4. Des menaces aux orientations d’action
Quelles sont les menaces pesant sur les diversités ? Elles se situent à la fois dans les structures et les
comportements des acteurs, ou plus exactement dans les logiques qui gouvernent ces
comportements.
Une première menace réside dans des structures insuffisamment diversifiées. Car la diversité des
producteurs et des éditeurs est potentiellement porteuse d’une diversité de la production ; dans le
même temps, la diversité des acteurs de la promotion et de la diffusion, dans les limites de ce que
permettent les contraintes de taille, s’avère de nature à desserrer les mécanismes de filtrage.
Une deuxième menace réside dans les contraintes trop fortes de rentabilisation qui peuvent venir de
la prégnance d’une logique financière conduisant par exemple à rechercher systématiquement la
rentabilité de chaque produit sans permettre d’étaler les risques dans une politique, somme toute
classique, de portefeuille, qui a nom ici : politique de catalogue, de péréquation, de vivier…

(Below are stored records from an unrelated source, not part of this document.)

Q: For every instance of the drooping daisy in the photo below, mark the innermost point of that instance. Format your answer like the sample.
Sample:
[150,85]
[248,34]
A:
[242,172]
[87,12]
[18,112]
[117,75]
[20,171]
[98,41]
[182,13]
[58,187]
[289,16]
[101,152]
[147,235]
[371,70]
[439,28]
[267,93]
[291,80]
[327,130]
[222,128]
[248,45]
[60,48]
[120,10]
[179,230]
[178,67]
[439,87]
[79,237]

La diversité peut se trouver également menacée par l’ampleur même de la production. Il en va ainsi
de la multiplication des produits, lorsqu’elle s’inscrit dans une logique qui accorde plus de place à
l’imitation qu’à la vraie différentiation des contenus. Ou d’une production qui ne cherche qu’à
occuper le marché en limitant la place des concurrents dans des stratégies de « sur-offre » dans
lesquelles la grande majorité de la production est vouée à une durée de vie insuffisante et constitue
la simple litière des quelques succès ou produits « stars ».
5 Françoise Benhamou et Stéphanie Peltier, « Une méthode multicritère d’appréciation de la diversité culturelle », in
Xavier Greffe (coord.), Création et diversité au miroir des industries culturelles, La Documentation française, Paris, 2006.